J’ai posé mes dix questions à Jean-Emmanuel Grosset-Granche

JEGG
Photo et dessin réalisés par le fils de Jean-Emmanuel (sous son nom d’artiste 3G)

Nom : GROSSET-GRANCHE
Prénom : Jean-Emmanuel
Date de naissance : 26 septembre 1956
Discipline : karaté do Shotokan et taï kyoku ken de combat et de santé.
Dojo/Club : association « Objectif Réussite ».
Site Internet : sur Facebook, « Objectif Réussite » Bourges.
Tes enseignants (d’avant et d’aujourd’hui) : Lionel GRUSSENMEYER (aïkido et karaté), Gérard GROSLIER (karaté), Guy MALMARY (karaté Wado ryu), Joël ASSERE (karaté Kase), Michel ROUSSEAU (karaté Kase), José ACEDO (karaté Kanazawa, Nakayama).

Tous ces professeurs ont été un moment donné, les constructeurs mécaniques de mon karaté.

Des « rencontres importantes » ont aussi modifié ma conception et ma vision de la pratique du karaté. Cela m’a tout naturellement emmené et dirigé vers mon concept martial actuel, qui est une association entre l’externe et l’interne, auquel j’associe un travail d’armes de défense.

Maître TOKITSU :
Je le suis depuis 1994. Avec lui, j’ai compris que le vrai karaté était un art de longue vie. Que l’on ne pouvait pas continuellement travailler de cette façon lorsque l’on devient plus âgé,….
Surtout si l’on veut toujours être dans l’éveil du « Ici et maintenant » et ce,………. Jusqu’à la fin de sa vie.

Robert PATUREL :
Je suis devenu son élève (j’étais 4ème dan) en 1996 lors de notre séjour commun sur l’Ile de la Réunion. Il travaillait pour la Police, moi pour l’Armée Française.
« C’est mon Maître et c’est mon Ami », comme le dit une célèbre chanson. Et j’en suis très fier. (Vous trouverez tout sur lui, sur Internet)
Ce samouraï français, m’a fait découvrir mon « intégrisme Shotokan » et certains égarements des disciplines martiales japonaises, mal comprises peut être ou mal enseignées par nos anciens.
Ils sont devenus réalités quelques années plus tard, avec l’apparition des écoles de self défense plus ou moins fanfaronnes pour certaines et surtout porteuses du syndrome du malaise urbain et autres bric broc.

Bernard BILICKI :
Un maître de karaté « particulier » que tous les karatékas français devraient connaître, mais surtout, s’entraîner avec. Une sensibilité sur les bunkaï des kata shotokan que je n’ai vu, nul part ailleurs. Une connaissance profonde des arts martiaux.
Son travail sur l’énergie m’interpelle et je le suis depuis de nombreuses années.
C’est le senseï qui m’a donné le plus de « claques d’éveil » sur le comment et pourquoi du karaté, ces 15 dernières années et qui m’a ouvert des portes sur ma propre recherche.

Les 10 questions

1 – Pourquoi et quand as-tu débuté les arts martiaux ?
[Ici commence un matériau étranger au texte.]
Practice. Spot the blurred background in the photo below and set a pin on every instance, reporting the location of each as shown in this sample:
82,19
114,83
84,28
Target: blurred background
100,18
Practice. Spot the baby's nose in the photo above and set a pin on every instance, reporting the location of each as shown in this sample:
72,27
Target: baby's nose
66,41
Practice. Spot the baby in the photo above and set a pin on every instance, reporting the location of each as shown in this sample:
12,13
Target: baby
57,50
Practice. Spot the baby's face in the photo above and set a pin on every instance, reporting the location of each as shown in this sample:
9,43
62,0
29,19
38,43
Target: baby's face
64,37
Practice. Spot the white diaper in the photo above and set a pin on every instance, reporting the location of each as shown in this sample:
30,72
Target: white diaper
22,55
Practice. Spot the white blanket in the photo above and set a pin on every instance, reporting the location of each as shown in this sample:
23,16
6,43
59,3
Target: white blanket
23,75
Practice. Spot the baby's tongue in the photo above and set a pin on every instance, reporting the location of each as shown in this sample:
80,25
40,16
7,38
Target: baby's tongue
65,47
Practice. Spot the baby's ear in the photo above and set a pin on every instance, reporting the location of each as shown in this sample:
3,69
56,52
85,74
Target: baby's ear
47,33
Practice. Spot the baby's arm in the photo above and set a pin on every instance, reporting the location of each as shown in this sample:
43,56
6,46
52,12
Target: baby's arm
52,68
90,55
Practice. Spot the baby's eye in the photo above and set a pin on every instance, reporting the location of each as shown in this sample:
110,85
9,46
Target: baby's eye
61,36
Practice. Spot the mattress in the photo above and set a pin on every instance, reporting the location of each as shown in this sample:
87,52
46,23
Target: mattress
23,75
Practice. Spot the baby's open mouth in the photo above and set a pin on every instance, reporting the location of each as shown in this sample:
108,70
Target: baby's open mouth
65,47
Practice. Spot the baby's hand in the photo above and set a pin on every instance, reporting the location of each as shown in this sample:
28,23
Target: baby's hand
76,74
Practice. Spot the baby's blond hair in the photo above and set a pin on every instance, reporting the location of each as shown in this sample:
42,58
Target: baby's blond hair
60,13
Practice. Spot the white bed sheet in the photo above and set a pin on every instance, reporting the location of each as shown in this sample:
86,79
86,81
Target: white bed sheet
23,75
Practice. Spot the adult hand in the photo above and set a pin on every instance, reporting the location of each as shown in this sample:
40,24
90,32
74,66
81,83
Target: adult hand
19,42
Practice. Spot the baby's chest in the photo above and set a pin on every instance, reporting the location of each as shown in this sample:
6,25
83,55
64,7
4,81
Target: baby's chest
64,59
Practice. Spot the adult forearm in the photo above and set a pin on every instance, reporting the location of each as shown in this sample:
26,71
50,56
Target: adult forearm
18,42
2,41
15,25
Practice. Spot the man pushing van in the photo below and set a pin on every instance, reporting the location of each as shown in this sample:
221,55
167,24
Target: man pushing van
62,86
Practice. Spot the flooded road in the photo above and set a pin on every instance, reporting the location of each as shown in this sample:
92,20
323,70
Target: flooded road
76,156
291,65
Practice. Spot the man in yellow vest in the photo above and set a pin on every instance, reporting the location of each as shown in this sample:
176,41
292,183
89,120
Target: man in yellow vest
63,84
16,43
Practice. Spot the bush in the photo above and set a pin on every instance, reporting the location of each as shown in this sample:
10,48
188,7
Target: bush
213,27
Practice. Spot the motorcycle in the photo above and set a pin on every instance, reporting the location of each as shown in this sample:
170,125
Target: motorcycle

Par le judo vers 13 ans à Chalon sur Saône. Pour savoir me battre.
J’étais interne à l’école et Bourguignon de souche, c’était parfois chaud.

Puis par le karaté shotokan en 1974 à Bourges. Pour tout simplifier, c’était la période Bruce Lee mais on ne trouvait pas d’école de Kung fu dans toutes les villes de France.

2 – Pourquoi continuer ?

Je le dirais de deux façons :

– Si la passion est dévorante, cela devient évident d’aller à la leçon.

– Pour mon métier de militaire, c’était plutôt une évidence d’efficacité en combat, à cette époque.

3 – Les orientations de ta pratique ?

Je suis maintenant dans «  l’Automne » de ma pratique.

Mon amour profond pour le karaté Shotokan a laissé la place depuis quelques années déjà au taï kyoku ken de santé et à un attrait profond pour les pratiques martiales avec armes (bokken et tambo).
Vers 50 ans, je me suis recentré et je me suis éloigné de la pratique du karaté Shotokan traditionnel. J’ai pris la direction que je ressentais profondément : les arts martiaux internes.
Les problèmes récurrents de blessure au bas de mon dos, ont déterminé l’évolution de mes choix.
Je veux continuer ma pratique tout au long de ma vie. J’ai donc trouvé une attitude, une façon de vivre, qui vont réconcilier mon corps et mon esprit.

Oser entreprendre est l’un des bénéfices de la pratique.

4 – Comment s’entraîner ?

Je pense que la réponse la plus juste, serait par rapport à l’âge et à l’expérience martiale du pratiquant.

Pour moi à 61 ans, le Jisei do taï chi de senseï TOKITSU est une méthode exceptionnelle. Je n’ai pratiquement besoin de rien d’autre. Tout est dans cette méthode.

Comme j’aime le travail de l’Académie PATUREL, je l’ai intégré à ma pratique, et ma foi l’ensemble me semble très cohérent. Je continue à pratiquer avec les deux « personnages » et cela me conforte dans mes sensations, je sens que je suis sur le bon chemin.

5 – Comment enseigner ?

D’abord, il vous faut être affûté dans ce que vous voulez enseigner.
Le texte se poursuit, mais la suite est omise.